Гораздо важнѣе вопросъ о времени, когда Платонъ написалъ своего Эвтифрона. Ширенбергъ въ программѣ: über die Zeit der Abfassung des Platonischen Euthyphron, Iemb. 1830, весьма основательно подтверждаетъ мнѣніе Шлейермахера, Зохера и Штальбома, что разсматриваемый разговоръ написанъ послѣ доноса, по которому начался судъ надъ Сократомъ, однакожъ прежде того времени, въ которое можно было предвидѣть бѣдственныя слѣдствія [353]судопроизводства для сына Софронискова. Что Эвтифронъ вышелъ въ свѣтъ послѣ доноса, — видно изъ того, что въ немъ говорится объ этомъ обстоятельствѣ. Но почему бы Платону не написать его тогда, когда судебное дѣло его учителя было уже кончено? — Этого не позволяетъ допустить самый тонъ разговора. Можно ли представить, чтобы Платонъ наказывалъ Мелита, Сократова обвинителя, одною ироніею и обыкновеннымъ оружіемъ діалектики, а народъ — однимъ намѣкомъ на его предразсудки, когда бы Сократъ находился уже въ темницѣ и былъ осужденъ на смерть? Въ послѣднемъ случаѣ разговоръ, даже противъ воли сочинителя, получилъ бы характеръ болѣе серьёзный, тонъ болѣе строгій, и выражался бы рѣчью болѣе сильною и энергическою. Между тѣмъ мы видимъ, что во всемъ Эвтифронѣ изслѣдованіе идетъ спокойно и отпечатлѣвается пріятною шутливостію: тутъ нѣтъ и тѣни печали, опасенія, или предчувствія бѣдствій. Кажется, Платонъ и не думалъ, что дѣло Сократа приметъ такой оборотъ и приведетъ его къ такой ужасной смерти. Да и не удивительно, когда приговоръ надъ нимъ, даже въ послѣдній день суда, основывался на большинствѣ немногихъ голосовъ (Apol. Socr. 36. A.). Есть и другая причина полагать, что Эвтифронъ написанъ не послѣ осужденія Сократа. Въ этомъ разговорѣ упоминается только о доносѣ Мелита: но извѣстно, что доносчиками на Сократа были также Анитъ и Ликонъ, люди въ мнѣніи Аѳинянъ весьма значительные. Поэтому, если бы Платонъ издалъ въ свѣтъ Эвтифрона въ то время, когда его учитель находился уже въ темницѣ; то упомянулъ бы не объ одномъ Мелитѣ, человѣкѣ малоизвѣстномъ, но и о прочихъ двухъ обвинителяхъ.

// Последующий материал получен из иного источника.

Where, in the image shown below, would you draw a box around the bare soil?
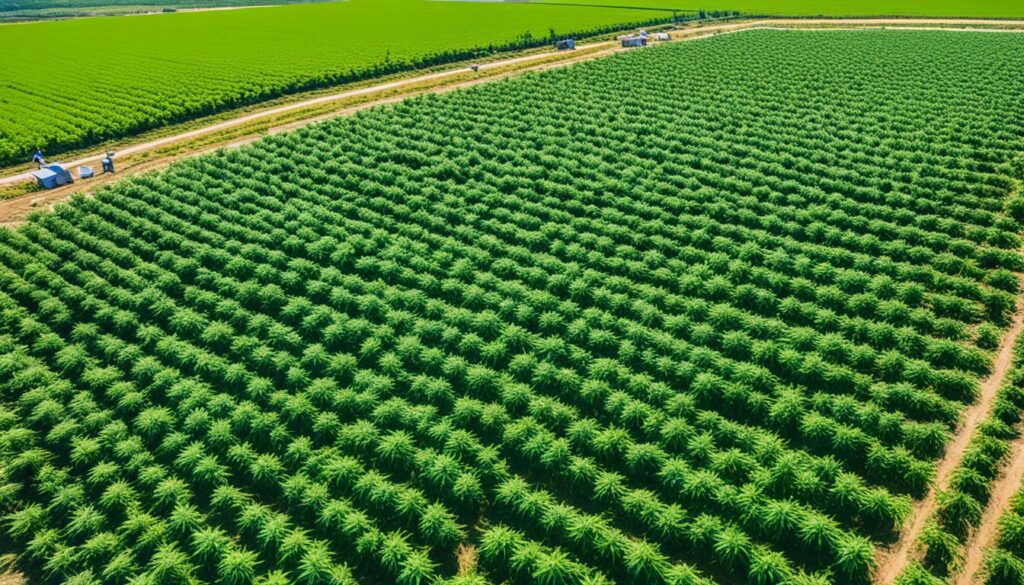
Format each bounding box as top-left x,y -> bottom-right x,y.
872,306 -> 1024,585
950,418 -> 1024,585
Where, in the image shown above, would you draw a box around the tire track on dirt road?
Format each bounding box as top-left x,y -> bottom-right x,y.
872,302 -> 1024,585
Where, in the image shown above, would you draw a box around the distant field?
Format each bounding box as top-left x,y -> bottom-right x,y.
538,0 -> 1024,18
0,0 -> 671,164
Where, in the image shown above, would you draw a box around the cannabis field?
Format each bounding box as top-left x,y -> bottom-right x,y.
0,0 -> 672,164
0,31 -> 1024,585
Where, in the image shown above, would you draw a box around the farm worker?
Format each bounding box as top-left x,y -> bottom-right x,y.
100,151 -> 114,173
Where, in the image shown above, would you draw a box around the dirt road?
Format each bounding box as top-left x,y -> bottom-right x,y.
872,307 -> 1024,585
0,18 -> 1024,185
952,437 -> 1024,585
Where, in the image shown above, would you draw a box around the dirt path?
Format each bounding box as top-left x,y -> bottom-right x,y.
0,18 -> 1024,185
0,18 -> 1024,228
872,306 -> 1024,585
952,437 -> 1024,585
0,41 -> 613,184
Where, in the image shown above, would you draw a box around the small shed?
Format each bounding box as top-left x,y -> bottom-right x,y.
32,165 -> 72,189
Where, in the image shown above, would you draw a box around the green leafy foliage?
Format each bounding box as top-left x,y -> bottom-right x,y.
0,0 -> 692,164
0,31 -> 1024,585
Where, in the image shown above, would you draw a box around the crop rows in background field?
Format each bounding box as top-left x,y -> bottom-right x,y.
0,31 -> 1024,584
0,0 -> 672,164
532,0 -> 1024,18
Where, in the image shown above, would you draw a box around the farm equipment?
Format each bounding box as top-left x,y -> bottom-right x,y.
618,30 -> 647,48
32,164 -> 74,189
618,35 -> 647,48
99,150 -> 116,173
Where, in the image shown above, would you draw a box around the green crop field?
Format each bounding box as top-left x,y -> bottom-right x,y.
530,0 -> 1024,18
984,483 -> 1024,585
0,31 -> 1024,585
0,0 -> 672,164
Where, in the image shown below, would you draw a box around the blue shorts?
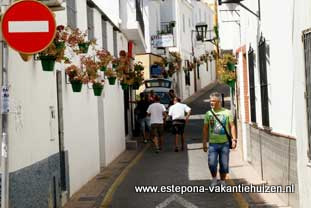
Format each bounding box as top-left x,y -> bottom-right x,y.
208,142 -> 230,173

Противъ этого мнѣнія могутъ сказать только то, что Платонъ поступилъ бы неразсудительно, если бы въ то самое время, когда Сократа обвиняли въ нечестіи, заставлялъ его худо отзываться о народномъ богопочтеніи и подвергать сомнѣнію важность молитвъ и жертвоприношеній. Но кто [354]вникалъ въ религіозный бытъ Грековъ при Сократѣ, Периклѣ и Платонѣ; тотъ знаетъ, что подобныя сужденія о вѣрованіяхъ народа были тогда весьма обыкновенны и не почитались преступными. Греки открыто смѣялись надъ пороками своихъ боговъ; поэты безнаказанно описывали любовныя ихъ похожденія, ссоры, происки и страсти; самые философы за шутки этого рода не подвергались гоненію. Если же нѣкоторые изъ нихъ и были наказаны правительствомъ; то основаніемъ казни служило или прямое отрицаніе боговъ, что приписывалось Протагору и Діагору Мелосскому, или порицаніе религіозныхъ таинствъ, что, по свидѣтельству Діогена Лаерція (II. 116), позволялъ себѣ Стильпонъ, или наконецъ навѣты злыхъ людей, отъ которыхъ пострадалъ Сократъ. Каковы бы ни были мысли сына Софронискова объ отечественномъ его язычествѣ; но въ Эвтифронѣ онъ востаетъ только противъ предразсудковъ и миѳическихъ толковъ о богахъ, а не противъ самаго бытія боговъ. Ему не нравилась дорога къ Олимпу, увлаженная кровію безсловесныхъ жертвъ[4], и вѣчная ссора на Олимпѣ, а не самый Олимпъ.


Примѣчанія

  1. Эта связь высказана и самимъ Платономъ. См. Protag. p. 360. E.
  2. Это мнѣніе, безспорно, принадлежитъ Сократу и Платону; потому что оно признается за истинное и въ другихъ мѣстахъ Платоновыхъ сочиненій, напр. Protag. p. 14. B. C. 331. A. sq. Gorg. p. 507.
  3. Въ Аристофановыхъ облакахъ v. 1320 sqq. Филиппидъ, получившій образованіе въ школѣ Сократа, бьетъ своего отца и даже доказываетъ, что онъ дѣлаетъ это справедливо.
  4. Надъ понятіями народа о жертвоприношеніяхъ, не хуже Платона, смѣялся и Аристофанъ — напр. въ «Птицахъ» v. 186. et al., гдѣ Пистетеросъ совѣтуетъ основать въ воздухѣ царство птицъ и такимъ образомъ пресѣчь сообщеніе между богами и людьми. Тогда первые, говоритъ онъ, не пользуясь болѣе жертвами послѣднихъ, перемрутъ отъ голода и жажды.